A more flexible approach is to use the number of initial executors rather than the number of shards. For example, if each executor has at least 2 cores then a fairly simple, naive approach is to create one Kinesis receiver per executor. This allows one core to run the receiver DStream and manage the shard processor threads while leaving at least 1 core open for additional tasks.
def getKinesisDStreams(
scc: StreamingContext,
appName: String,
checkpointInterval: Duration,
endpoint: String,
region: String,
streamName: String,
numExecutors: Int
): Seq[DStream[Array[Byte]]] = {
val kinesisStreams = (0 until numExecutors).map { _ =>
KinesisInputDStream.builder
.streamingContext(scc)
.streamName(streamName)
.endpointUrl(endpoint)
.regionName(region)
.initialPosition(new Latest)
.checkpointAppName(appName)
.checkpointInterval(checkpointInterval)
.storageLevel(StorageLevel.MEMORY_AND_DISK_2)
.build()
}
kinesisStreams
}Taking a look at how both these approaches play out in practice is quite illuminating. This example used an EMR cluster with 32 available cores across 4 workers, and a configuration of 16 executors each with two cores. A Kinesis stream with 36 shards was also used, ensuring there’d be more shards than available cores. Finally the streaming batch duration used was 5 minutes.

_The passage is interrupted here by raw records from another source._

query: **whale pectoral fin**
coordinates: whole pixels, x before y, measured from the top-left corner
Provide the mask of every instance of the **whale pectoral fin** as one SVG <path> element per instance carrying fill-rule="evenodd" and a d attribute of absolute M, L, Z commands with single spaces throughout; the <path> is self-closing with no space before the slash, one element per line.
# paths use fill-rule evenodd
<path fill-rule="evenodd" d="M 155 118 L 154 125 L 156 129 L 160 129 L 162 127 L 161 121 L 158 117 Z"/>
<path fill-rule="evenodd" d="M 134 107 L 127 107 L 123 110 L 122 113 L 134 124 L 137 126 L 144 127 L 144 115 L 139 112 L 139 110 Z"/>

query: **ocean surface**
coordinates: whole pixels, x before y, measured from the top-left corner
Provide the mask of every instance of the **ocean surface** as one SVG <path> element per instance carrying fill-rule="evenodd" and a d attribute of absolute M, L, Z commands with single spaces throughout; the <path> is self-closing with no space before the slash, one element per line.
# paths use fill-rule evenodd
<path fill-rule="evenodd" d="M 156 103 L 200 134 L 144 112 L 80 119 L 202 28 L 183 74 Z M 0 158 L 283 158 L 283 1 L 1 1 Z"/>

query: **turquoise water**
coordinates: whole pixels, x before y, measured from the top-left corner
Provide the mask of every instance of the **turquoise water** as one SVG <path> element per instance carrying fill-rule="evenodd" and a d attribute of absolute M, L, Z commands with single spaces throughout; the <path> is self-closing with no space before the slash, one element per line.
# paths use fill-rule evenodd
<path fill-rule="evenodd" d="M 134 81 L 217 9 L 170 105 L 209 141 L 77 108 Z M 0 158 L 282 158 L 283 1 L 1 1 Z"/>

Starting with the one DStream per executor approach, the Executors tab in Spark History UI shows each executor has one core in use — the DStream reciever — and one core available for additional task processing.
This available capacity allows the cluster to schedule and run all map reduce tasks added by the YARN resource manager. Compare this to the approach taken in the Word List tutorial from Spark where a DStream receiver per shard is created.
Unsurprisingly the Spark History UI shows that every core is busy with a task — all 32 of them. Checking the Jobs tab for this application shows four additional Kinesis Receiver tasks stuck in a pending state, as well as the actual map reduce job.
As this screenshot shows the lack of available capacity has killed the cluster’s ability to process the remaining tasks. Since the Kinesis DStream receiver tasks are long lived there isn’t really a completed state, thus freeing up resources to work on the remaining tasks isn’t an option. This job will be stuck in a kind of limbo until more cores/executors are brought online. Extrapolate these results to a much larger stream and it’s easy to see how this approach could cause costs to spiral out of control and lead to a dramatic over provisioning of resources.
Wrapping Up
Running production MapReduce workloads is complicated. There are tons of moving pieces and no matter how nice the APIs are — and Spark’s are quite nice — the devil is always in the details. Amazon’s EMR certainly reduces a lot of the barriers to entry when it comes to running batch or streaming jobs in the cloud. That said it does come loaded with its own quirks and nuances, and learning how to effectively manage those is crucial to keeping a high velocity.